У В. Иванова нет жуткого чувства наступления новой мировой эпохи, чувства катастрофического. Но все новое он будет приобщать к своему вторичному, филологическому бытию, будет всасывать в себя. Он все будет соединять и примерять, он синкретичен по своему духу, он совсем особый, утонченный тип прогрессивного консерватора. Но он роковым образом остается в оболочках, не доходит до ядра. Все играет в нем, и он играет всем. Игры его -- очень утонченные, очень культурные, прекрасные и пленительные игры. И для России почти роскошь иметь В. Иванова, русские слишком еще мужики для этого.

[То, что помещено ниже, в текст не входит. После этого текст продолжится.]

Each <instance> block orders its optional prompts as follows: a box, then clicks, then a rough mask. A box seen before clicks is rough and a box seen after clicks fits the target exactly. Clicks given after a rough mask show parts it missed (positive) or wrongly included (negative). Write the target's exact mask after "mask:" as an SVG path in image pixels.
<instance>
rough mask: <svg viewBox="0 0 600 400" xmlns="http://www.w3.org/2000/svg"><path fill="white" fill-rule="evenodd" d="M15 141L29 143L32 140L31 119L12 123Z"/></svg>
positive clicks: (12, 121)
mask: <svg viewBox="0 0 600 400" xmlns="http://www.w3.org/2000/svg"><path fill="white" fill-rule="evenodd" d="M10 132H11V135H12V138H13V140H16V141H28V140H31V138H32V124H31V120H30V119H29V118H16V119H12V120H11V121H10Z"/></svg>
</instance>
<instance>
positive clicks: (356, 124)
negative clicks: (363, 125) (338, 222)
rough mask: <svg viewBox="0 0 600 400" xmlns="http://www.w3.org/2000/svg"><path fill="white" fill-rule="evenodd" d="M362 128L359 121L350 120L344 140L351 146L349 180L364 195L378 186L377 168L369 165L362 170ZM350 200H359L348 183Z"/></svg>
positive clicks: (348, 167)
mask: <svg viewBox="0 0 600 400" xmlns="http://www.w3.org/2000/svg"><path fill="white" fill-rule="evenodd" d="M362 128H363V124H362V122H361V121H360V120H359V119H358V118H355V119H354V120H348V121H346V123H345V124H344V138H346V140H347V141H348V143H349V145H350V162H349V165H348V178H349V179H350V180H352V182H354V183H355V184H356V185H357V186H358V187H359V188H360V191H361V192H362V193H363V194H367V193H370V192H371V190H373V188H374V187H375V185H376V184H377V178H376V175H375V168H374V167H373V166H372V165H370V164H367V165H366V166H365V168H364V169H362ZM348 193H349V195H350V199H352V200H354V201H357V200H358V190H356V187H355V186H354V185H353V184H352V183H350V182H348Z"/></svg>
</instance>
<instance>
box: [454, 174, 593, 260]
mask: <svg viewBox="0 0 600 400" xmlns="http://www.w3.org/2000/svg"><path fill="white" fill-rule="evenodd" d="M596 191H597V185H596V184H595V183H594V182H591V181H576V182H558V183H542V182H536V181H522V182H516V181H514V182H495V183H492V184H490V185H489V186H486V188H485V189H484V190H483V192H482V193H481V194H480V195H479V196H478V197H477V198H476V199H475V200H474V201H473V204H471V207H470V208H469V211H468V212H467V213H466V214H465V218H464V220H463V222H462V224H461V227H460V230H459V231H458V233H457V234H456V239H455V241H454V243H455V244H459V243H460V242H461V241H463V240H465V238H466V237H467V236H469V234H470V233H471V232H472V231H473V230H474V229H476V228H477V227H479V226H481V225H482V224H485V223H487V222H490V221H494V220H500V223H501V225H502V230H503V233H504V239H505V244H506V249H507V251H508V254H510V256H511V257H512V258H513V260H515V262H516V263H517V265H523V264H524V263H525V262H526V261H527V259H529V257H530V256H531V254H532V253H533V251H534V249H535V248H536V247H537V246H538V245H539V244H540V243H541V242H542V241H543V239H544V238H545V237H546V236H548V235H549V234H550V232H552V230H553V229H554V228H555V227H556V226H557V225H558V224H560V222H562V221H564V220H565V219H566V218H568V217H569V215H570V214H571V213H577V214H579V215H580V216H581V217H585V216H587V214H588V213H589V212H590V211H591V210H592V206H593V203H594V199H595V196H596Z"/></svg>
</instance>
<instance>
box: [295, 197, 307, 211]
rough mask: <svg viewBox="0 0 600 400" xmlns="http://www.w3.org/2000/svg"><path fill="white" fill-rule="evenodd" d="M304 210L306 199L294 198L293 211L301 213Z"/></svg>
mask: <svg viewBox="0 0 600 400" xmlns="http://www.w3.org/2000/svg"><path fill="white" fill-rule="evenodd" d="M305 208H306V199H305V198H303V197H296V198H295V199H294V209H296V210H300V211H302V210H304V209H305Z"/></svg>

Но есть в В. Иванове что-то самое интимное, намекающее на его собственную перво-жизнь, самое подлинное в нем. Я разумею тяготение всего его существа, всего его творчества к религии женственного божества2. Весь творческий облик В. Иванова дает основание предположить, что корни его существа погружены в эту женственную мистическую стихию, что он и творить может лишь через женственное начало, через прививку женственной гениальности. Об этом говорит и очень интересная статья его "О существе трагедии". Его интимное отношение к женственному -- не мужественное отношение, это скорее ощущение женственного в себе -- как своей собственной зыбкой, но все же бытийственной основы. В нем слабо мужественное, антропологическое начало, человеческий дух. Он скорее астрален или эфирен, чем духовен, он весь в игре астрально-эфирных блестящих оболочек. Ему органически чужда проблема человека, его активности, его мужественного творчества. Это -- слишком суровая, слишком ответственная для него проблема. Он написал прекрасную поэму "Человек", но это лишь показатель его синкретизма, его необыкновенной способности все в себя всасывать, на все вибрировать, поистине женственно вибрировать. Но пафос его -- не антропологический пафос. Он слишком пребывает в языческой стихии и языческой культуре, чтобы болеть христианской проблемой человека. В его отношении к жизни, к России есть что-то расслабляюще-языческое. Место В. Иванова в русской культуре и искусстве -- видное и значительное, но в русском религиозном движении он не может занимать самостоятельного места.